You can browse through all embedded events in a message file by using the event message browser that is included in the free EventSentry SysAdmin Tools which you can download here. Simply launch the application, select an event log (e.g. Application), select an event source (e.g. EventSentry), and browse through all the registered event messages, sorted by the ID.

So now that we know how Windows handles event messages internally, we can go back to the original problem: “The description for Event ID ( 50 ) in Source ( SomeService ) cannot be found.”. The Windows Event Viewer logs this message for one of the following reasons:

* No message file is registered for the source (e.g. SomeService)
* The registered message file does not exist or cannot be accessed
* The specified event id is not included in the message file

If the message file is not registered, then this is probably because the application wasn’t installed correctly, or because it has already been uninstalled by the time you are trying to view the event message. For example, if the event message was logged before the application was uninstalled, but you are viewing the event after the application was uninstalled, then you will see this message.

If the event you are trying to view is important, then you can try to fix the problem yourself by either fixing the registry entry or locating the missing event message file.

The registry location depends on only two factors: The event log [EVENTLOG] the event was logged to as well as the event source [EVENTSOURCE].

HKLM\System\CurrentControlSet\Services\Eventlog\[EVENTLOG]\[EVENTSOURCE]

(Replace [EVENTLOG] and [EVENTSOURCE] with the respective values, and view/add/edit the value EventMessageFile. This is the value that points to the message file)

If this value doesn’t exist, then you can add it as either a REG_SZ or a REG_EXPAND_SZ value. You can specify multiple message files with a semicolon.

regedit_eventmessagefile.pngIf the message file specified in the value doesn’t exist, then you can simply copy it into the appropriate location – assuming you can get a hold of it that is :-). Oracle is notorious for not including the message file, in particular with the Express Edition.
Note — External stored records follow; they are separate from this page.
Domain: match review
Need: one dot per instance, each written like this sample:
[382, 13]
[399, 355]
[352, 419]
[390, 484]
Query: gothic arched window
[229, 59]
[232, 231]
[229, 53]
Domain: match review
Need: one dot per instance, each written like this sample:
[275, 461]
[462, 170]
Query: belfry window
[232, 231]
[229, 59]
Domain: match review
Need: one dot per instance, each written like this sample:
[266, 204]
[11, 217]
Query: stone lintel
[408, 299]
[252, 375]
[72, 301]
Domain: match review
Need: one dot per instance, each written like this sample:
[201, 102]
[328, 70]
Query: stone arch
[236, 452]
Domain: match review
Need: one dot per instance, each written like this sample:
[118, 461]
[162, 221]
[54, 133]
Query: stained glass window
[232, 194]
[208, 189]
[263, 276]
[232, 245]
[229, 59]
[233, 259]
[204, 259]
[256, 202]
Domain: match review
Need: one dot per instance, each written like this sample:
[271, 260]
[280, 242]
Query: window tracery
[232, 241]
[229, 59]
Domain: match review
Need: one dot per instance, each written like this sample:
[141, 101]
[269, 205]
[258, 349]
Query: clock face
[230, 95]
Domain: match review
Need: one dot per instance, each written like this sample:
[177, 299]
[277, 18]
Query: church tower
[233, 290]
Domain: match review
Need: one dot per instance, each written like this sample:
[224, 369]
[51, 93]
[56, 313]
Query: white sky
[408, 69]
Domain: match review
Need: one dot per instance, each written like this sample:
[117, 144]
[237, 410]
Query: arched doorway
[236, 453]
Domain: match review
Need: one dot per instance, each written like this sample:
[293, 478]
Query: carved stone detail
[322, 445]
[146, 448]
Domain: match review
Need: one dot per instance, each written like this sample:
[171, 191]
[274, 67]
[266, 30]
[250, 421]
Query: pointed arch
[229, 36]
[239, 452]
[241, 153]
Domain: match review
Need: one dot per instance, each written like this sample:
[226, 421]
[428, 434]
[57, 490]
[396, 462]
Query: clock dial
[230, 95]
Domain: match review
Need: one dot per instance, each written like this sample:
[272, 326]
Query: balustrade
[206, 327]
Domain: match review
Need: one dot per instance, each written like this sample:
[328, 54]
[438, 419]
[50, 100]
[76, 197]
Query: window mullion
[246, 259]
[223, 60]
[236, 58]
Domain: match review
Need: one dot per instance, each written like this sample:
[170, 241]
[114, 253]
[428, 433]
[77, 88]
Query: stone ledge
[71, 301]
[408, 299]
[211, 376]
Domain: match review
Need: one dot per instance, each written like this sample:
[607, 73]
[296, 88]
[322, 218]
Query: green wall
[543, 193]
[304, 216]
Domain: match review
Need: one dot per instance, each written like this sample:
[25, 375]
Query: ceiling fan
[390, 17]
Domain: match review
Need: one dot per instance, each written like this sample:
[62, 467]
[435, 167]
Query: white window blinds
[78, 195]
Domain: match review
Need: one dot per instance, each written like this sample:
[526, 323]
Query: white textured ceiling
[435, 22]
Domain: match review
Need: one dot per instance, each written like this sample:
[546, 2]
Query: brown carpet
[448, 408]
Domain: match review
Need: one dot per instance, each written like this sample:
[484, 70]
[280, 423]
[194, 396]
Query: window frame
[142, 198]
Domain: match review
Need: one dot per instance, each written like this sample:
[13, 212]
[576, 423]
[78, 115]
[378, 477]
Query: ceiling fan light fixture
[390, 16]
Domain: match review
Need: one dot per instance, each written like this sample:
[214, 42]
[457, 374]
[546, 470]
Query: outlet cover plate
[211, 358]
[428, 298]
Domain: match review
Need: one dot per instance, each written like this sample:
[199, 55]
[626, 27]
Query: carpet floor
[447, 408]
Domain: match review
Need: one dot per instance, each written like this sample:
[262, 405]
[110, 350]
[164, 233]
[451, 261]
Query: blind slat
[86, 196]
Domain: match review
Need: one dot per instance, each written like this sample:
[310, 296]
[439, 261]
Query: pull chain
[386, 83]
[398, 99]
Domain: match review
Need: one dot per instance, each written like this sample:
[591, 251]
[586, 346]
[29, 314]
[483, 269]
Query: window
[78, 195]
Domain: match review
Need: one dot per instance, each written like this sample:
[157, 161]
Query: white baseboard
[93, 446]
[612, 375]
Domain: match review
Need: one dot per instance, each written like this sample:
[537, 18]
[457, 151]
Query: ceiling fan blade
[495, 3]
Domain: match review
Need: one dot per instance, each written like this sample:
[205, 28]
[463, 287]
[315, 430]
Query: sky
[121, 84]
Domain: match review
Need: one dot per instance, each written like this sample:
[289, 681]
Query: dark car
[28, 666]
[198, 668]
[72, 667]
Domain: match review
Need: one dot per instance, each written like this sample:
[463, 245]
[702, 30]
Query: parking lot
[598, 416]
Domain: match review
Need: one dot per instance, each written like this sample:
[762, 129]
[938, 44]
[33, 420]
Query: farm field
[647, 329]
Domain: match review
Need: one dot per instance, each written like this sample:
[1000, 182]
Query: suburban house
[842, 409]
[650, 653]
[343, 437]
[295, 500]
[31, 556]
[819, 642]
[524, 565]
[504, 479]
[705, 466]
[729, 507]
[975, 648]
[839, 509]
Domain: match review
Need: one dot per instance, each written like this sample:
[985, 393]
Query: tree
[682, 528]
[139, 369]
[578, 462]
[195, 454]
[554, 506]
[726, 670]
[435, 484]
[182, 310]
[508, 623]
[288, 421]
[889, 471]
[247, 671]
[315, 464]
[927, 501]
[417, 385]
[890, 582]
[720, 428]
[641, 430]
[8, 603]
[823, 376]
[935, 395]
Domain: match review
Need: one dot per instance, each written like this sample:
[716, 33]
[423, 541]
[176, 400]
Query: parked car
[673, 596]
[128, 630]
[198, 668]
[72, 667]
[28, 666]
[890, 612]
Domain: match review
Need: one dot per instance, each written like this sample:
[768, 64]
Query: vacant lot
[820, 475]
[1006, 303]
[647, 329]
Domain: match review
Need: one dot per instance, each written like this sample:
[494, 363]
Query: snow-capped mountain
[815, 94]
A final note on message files for those of you haven’t had enough yet: You can use message files not only to translate event messages, but also for categories, GUIDs and more. Some of the values you might find (mostly in the security event log) are CategoryMessageFile, GuidMessageFile and ParameterMessageFile.

Well, this article turned out a lot longer than I had anticipated, but hopefully you will have a better understanding as to why this message is logged and what you can do about it.